Basically RN's are responsible for formulating a nursing diagnoes for any resident problem that is actual, risk, possible, syndrome or wellness. This is the NANDA structure.

F281 states "Services must meet professional standards of quality."

First you assess the resident then based on your assessment you identify the residents actual, risk, etc. problems. Then you prioritize them. Meaning even though the federal guidelines give you 7 days after the completion of the comprehensive assessment the federal guidelines also state that the facility must identify priority problems these can occur the day the resident gets admitted. For example if a resident gets admitted with decubitus ulcers, malnutrition, on O2 for SOB you must provide a care plan to take care of these problems during the first 24 hours of admission you cant wait for 7 days after the completion of a comprensive assessment.

Care plans are individualized so you make as many or as little as each resident requires. Coming up with a certain number is not something that meets professional standards.
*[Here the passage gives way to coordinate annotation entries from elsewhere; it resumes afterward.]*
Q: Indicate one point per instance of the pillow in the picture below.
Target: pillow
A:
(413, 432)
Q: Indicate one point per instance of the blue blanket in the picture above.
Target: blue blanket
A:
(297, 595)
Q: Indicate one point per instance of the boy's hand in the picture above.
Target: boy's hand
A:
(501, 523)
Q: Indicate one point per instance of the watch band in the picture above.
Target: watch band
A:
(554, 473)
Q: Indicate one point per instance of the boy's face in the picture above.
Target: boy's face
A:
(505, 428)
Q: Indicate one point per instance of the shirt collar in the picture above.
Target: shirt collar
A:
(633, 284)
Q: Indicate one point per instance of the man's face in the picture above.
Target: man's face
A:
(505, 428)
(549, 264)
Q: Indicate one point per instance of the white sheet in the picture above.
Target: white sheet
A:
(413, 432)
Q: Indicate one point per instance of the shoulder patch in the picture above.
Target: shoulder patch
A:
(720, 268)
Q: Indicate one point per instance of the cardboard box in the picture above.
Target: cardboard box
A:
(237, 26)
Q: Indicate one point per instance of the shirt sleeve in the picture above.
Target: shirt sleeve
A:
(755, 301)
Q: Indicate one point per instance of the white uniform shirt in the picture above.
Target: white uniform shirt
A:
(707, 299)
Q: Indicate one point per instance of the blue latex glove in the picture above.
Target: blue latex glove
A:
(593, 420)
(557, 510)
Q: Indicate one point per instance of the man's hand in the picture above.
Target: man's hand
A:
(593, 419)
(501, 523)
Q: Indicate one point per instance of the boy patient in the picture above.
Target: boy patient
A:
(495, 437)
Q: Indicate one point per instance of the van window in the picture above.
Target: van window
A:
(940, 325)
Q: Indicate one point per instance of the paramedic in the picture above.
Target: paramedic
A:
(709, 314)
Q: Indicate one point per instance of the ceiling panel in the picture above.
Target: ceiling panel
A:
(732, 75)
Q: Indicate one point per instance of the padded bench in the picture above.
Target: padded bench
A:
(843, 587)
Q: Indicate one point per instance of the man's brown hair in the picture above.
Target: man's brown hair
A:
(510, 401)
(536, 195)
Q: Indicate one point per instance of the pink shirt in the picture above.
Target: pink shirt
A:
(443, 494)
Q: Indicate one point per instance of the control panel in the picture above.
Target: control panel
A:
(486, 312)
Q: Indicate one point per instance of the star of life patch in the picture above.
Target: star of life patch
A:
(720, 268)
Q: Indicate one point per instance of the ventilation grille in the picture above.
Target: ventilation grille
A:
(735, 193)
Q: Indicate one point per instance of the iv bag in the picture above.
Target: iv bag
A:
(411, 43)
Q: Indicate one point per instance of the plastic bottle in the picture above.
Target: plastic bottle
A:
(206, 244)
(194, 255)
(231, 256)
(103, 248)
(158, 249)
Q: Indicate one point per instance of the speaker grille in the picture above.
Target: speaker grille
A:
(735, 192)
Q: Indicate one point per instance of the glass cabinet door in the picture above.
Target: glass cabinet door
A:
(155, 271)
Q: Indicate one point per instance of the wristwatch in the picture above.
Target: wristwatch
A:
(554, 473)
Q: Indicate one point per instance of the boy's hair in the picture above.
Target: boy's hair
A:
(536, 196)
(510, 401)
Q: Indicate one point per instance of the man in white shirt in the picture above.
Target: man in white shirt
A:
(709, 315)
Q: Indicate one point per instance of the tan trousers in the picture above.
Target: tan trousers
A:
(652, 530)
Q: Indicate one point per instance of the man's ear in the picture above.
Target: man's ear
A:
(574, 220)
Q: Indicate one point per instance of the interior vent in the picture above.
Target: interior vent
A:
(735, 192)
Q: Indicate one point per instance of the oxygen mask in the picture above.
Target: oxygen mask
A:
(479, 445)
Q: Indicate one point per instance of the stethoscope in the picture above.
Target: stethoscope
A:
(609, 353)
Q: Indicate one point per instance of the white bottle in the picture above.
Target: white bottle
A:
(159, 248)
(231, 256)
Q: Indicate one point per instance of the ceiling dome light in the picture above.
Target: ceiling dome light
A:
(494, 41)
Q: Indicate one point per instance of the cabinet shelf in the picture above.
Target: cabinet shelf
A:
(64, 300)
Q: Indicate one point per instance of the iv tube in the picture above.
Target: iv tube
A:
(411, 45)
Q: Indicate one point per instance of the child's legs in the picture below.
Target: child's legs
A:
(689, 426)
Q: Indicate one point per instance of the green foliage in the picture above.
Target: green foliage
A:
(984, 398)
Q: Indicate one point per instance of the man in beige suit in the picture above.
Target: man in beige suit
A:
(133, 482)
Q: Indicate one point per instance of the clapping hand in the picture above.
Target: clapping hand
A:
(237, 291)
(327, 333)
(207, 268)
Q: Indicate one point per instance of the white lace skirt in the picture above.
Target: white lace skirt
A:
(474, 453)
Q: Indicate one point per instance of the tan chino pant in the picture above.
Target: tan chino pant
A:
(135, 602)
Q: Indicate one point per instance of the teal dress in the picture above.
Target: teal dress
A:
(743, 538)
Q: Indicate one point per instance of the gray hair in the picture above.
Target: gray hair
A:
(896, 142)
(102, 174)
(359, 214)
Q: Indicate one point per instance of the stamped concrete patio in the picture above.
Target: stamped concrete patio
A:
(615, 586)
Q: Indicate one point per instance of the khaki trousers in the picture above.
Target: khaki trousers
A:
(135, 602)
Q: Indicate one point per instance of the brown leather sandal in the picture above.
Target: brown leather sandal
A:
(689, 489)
Remember the Federal guidelines state that the faciliity is responsible for the care planning process not just the MDS coordinator.

Residents aquire problems around the clock and legally it is the responsibility of the RN who is assigned to take care of the resident to document the problems and care plan them as they arise.

Specializes in MDS/ UR.

Oh, that is a great tickler. Making note of it now.